Redbud had recovered from her momentary confusion, and, with a beseeching glance at Fanny, said to Verty: "How much better you look, Verty, in this dress--indeed you look more homelike." "Do I ?" said the happy Verty, bending his head over his shoulder to admire the general effect; "well, I feel better." "I should think so." "The other clothes were like a turkey blind." "A turkey blind ?" "Oh, you smile!--but you know, when you are lying in the blind, the pine limbs rub against you." "Yes." "Then they did'nt suit me." "No," assented Redbud.
"_I_ don't dance the minuet--so I did'nt want high-healed shoes--" Fanny began to laugh again.
"Nor a cocked hat; the fact is, I do not know how to bow." "See! Come, Mr.Fisher-for-Compliments!" cried Fanny.
"Oh, I never do!" "Well, I believe you don't." "Does anybody ?" "Yes; that odious cousin of mine--that's who does--the conceited coxcomb!" "Your cousin!" "Yes, sir." "Who is it ?" "Ralph Ashley." "Oh--and he comes to see you--and--Miss Sallianna; she said--" Verty's head drooped, and a shadow passed over his ingenuous face.
"There, you're thinking of Miss Sallianna again!" "No--no," murmured Verty, gazing at Redbud with a melancholy tenderness, and trying to understand whether there could possibly be any foundation for Miss Sallianna's charge, that that young lady was in love with Mr.Ralph Ashley.
"Could it be?
Oh, no, no!" "Could what be ?" asked Fanny.
For once Verty was reserved.
"Nothing," he said.
But still he continued to gaze at Redbud with such sad tenderness, that a deep color came into her cheek, and her eyes were cast down.

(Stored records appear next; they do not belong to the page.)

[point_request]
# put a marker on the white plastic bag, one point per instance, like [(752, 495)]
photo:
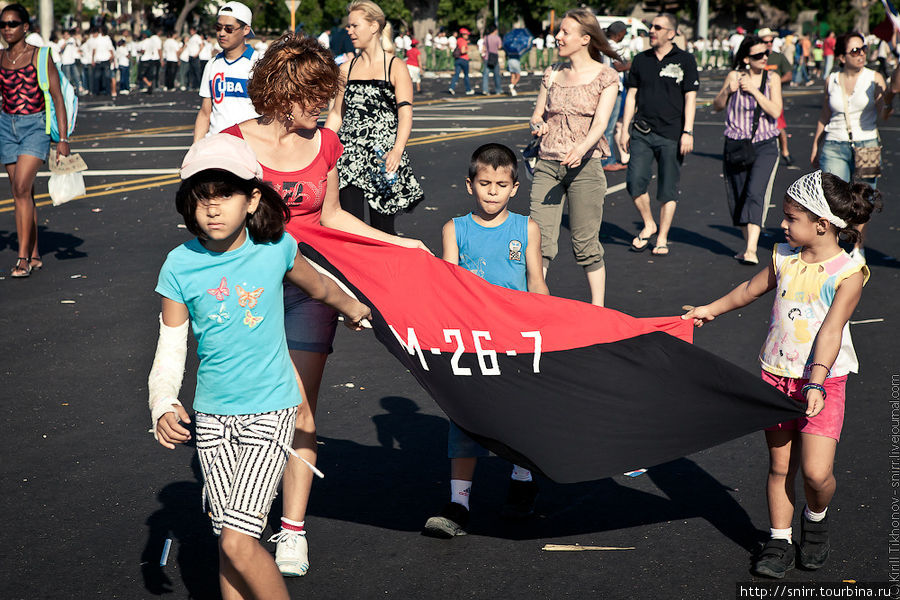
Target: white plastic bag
[(65, 187)]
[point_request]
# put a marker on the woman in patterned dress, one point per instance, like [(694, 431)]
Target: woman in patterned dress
[(373, 119)]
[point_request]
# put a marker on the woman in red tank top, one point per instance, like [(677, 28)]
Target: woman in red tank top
[(24, 143), (290, 86)]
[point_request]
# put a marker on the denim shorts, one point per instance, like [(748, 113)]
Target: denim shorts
[(460, 445), (23, 134), (308, 324), (837, 158), (645, 147)]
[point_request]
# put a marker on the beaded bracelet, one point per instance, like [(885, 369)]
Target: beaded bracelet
[(814, 386), (820, 365)]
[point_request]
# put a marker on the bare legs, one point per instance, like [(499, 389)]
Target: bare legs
[(751, 233), (21, 177), (247, 570), (297, 476), (788, 450)]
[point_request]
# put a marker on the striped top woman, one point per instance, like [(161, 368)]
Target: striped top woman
[(749, 186)]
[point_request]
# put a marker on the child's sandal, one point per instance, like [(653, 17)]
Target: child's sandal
[(19, 271)]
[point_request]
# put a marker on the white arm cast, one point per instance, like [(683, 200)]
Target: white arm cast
[(166, 374)]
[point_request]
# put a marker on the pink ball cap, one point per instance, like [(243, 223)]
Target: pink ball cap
[(224, 152)]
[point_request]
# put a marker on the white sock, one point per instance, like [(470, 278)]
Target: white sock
[(520, 474), (814, 517), (460, 489), (781, 534)]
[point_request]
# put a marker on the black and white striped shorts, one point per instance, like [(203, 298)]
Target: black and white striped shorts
[(243, 458)]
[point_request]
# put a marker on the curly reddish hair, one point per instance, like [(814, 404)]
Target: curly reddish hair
[(295, 68)]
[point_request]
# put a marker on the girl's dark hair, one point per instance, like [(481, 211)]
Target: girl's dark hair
[(587, 20), (496, 156), (266, 224), (853, 202), (19, 10), (744, 51), (840, 46), (295, 68)]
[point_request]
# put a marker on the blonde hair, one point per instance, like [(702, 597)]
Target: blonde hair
[(373, 14), (587, 20)]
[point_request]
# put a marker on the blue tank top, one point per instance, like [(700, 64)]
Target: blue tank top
[(496, 254)]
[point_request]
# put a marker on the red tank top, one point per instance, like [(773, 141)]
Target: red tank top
[(304, 190), (21, 93)]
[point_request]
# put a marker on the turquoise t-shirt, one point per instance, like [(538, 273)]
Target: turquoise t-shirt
[(237, 314), (496, 254)]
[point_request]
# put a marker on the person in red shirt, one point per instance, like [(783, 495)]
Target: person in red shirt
[(828, 52), (461, 60), (412, 63), (290, 86)]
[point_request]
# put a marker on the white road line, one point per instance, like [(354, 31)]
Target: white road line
[(112, 173), (133, 149)]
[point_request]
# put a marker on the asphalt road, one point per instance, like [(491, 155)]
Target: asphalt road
[(89, 498)]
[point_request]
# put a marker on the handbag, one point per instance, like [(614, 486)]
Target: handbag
[(65, 186), (866, 159), (740, 153)]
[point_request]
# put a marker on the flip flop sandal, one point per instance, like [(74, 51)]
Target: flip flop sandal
[(24, 271), (646, 241)]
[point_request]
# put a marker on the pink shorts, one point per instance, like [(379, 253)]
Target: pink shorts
[(828, 422)]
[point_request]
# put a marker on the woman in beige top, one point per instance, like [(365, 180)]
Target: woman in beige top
[(573, 107)]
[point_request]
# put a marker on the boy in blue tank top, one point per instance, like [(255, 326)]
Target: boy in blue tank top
[(504, 248)]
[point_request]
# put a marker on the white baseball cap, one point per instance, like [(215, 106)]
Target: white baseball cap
[(224, 152), (239, 11)]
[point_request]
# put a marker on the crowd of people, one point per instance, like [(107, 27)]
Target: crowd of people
[(261, 166)]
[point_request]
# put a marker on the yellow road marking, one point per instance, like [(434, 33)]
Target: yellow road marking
[(107, 192)]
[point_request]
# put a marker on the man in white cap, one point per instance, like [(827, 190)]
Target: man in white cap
[(223, 86)]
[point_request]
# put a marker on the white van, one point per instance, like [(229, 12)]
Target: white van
[(634, 25)]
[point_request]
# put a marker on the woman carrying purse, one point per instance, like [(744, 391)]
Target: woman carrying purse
[(854, 96), (752, 96)]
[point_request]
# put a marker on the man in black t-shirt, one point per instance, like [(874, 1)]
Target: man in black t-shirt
[(662, 99)]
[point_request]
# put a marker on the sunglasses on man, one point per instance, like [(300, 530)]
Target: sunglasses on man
[(228, 28)]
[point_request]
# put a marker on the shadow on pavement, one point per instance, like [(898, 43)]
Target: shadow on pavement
[(401, 482), (181, 519), (62, 245)]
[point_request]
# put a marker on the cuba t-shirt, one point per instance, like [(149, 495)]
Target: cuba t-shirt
[(225, 83), (236, 307), (304, 190)]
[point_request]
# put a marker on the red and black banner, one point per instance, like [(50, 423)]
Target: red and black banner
[(574, 391)]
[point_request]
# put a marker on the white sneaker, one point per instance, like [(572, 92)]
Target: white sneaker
[(292, 553)]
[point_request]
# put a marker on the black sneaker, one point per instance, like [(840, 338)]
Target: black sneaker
[(451, 522), (519, 500), (814, 546), (775, 559)]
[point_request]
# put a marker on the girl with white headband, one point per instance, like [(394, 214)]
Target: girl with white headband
[(807, 354)]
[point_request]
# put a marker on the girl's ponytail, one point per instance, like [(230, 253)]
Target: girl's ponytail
[(387, 39), (266, 224), (853, 202)]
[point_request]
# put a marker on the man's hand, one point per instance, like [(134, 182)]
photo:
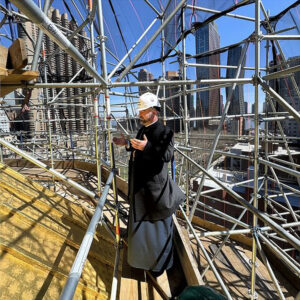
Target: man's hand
[(121, 141), (139, 144)]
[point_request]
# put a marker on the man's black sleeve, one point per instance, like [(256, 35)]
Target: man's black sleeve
[(162, 149)]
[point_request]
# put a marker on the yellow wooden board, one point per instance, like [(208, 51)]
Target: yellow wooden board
[(40, 234)]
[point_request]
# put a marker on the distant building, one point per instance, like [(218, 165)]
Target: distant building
[(60, 68), (245, 107), (237, 101), (175, 106), (285, 88), (207, 102), (145, 75)]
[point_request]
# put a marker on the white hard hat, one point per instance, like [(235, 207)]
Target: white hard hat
[(148, 100)]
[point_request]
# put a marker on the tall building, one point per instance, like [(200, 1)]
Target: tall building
[(207, 102), (145, 75), (285, 88), (72, 114), (175, 106), (237, 105)]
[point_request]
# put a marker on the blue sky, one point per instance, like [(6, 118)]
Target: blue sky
[(133, 19)]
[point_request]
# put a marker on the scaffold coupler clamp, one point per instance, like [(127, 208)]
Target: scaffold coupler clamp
[(252, 296), (102, 38)]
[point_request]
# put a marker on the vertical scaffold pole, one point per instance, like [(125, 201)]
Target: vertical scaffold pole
[(163, 73), (185, 119), (96, 113), (256, 142), (111, 154)]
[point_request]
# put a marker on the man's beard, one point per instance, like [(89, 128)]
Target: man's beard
[(148, 120)]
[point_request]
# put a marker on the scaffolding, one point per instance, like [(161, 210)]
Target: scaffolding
[(75, 110)]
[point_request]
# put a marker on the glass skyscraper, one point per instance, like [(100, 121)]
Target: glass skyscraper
[(207, 102)]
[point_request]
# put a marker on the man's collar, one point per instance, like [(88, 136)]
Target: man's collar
[(151, 123)]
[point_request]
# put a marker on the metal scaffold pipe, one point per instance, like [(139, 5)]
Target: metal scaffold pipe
[(77, 267), (262, 216), (150, 41), (33, 12)]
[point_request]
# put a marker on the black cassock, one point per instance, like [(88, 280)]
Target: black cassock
[(153, 197)]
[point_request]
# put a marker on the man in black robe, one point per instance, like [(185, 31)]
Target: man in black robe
[(153, 196)]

She turned away; and then Miss Lavinia's advice came to her mind, and with a sorrowful cloud upon her face, she reproached herself for the kindness of her manner to Verty, in their present interview.

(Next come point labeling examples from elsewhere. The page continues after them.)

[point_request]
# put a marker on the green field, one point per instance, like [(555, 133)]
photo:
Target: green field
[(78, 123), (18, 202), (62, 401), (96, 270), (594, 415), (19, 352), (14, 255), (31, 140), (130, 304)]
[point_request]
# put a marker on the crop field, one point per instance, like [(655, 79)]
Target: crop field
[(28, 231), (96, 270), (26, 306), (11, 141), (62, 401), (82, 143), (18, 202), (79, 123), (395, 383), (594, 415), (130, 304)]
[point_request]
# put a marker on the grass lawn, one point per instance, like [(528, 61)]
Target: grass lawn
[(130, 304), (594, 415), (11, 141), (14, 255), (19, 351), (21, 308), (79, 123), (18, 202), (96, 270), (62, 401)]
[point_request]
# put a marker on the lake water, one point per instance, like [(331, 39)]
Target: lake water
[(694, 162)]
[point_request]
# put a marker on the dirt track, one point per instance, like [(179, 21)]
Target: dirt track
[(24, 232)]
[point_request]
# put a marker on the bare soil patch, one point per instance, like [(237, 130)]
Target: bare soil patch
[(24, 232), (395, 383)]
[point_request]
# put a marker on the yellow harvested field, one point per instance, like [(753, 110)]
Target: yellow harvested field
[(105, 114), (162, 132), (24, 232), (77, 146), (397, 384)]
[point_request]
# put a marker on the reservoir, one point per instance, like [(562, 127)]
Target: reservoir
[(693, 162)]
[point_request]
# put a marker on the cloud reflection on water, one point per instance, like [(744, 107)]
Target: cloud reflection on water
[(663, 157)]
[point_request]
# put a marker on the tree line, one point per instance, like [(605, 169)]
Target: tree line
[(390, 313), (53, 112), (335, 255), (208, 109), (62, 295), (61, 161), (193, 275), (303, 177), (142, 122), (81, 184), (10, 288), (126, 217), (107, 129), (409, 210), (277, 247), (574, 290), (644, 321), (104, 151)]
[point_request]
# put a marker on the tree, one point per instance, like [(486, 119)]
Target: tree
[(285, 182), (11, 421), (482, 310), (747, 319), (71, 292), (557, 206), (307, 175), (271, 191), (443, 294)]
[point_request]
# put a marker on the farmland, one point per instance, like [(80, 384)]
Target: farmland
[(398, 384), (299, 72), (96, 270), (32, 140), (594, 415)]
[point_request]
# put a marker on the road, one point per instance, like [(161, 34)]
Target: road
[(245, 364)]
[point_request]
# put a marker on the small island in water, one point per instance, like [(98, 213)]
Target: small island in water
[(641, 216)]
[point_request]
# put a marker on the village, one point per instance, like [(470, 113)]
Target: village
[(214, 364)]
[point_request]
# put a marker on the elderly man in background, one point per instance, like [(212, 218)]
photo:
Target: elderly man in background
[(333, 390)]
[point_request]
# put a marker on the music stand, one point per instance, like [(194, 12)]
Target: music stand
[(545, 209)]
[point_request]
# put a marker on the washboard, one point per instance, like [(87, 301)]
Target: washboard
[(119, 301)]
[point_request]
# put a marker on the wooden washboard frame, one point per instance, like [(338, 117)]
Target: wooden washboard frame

"I think I'll go and gather some flowers, yonder," she said, smiling faintly, and with a sad, kind look to Verty, in spite of all.

"Fanny and yourself can talk until I return, you know--" "Let me go with you," said Verty, moving to her side.
Redbud hesitated.
"Come, Redbud!" said Verty, persuasively smiling.
"Oh, no! I think I would like to get the one's I prefer." And she moved away.
Verty gazed after her with melancholy tenderness--his face lit up with the old dreamy Indian smile.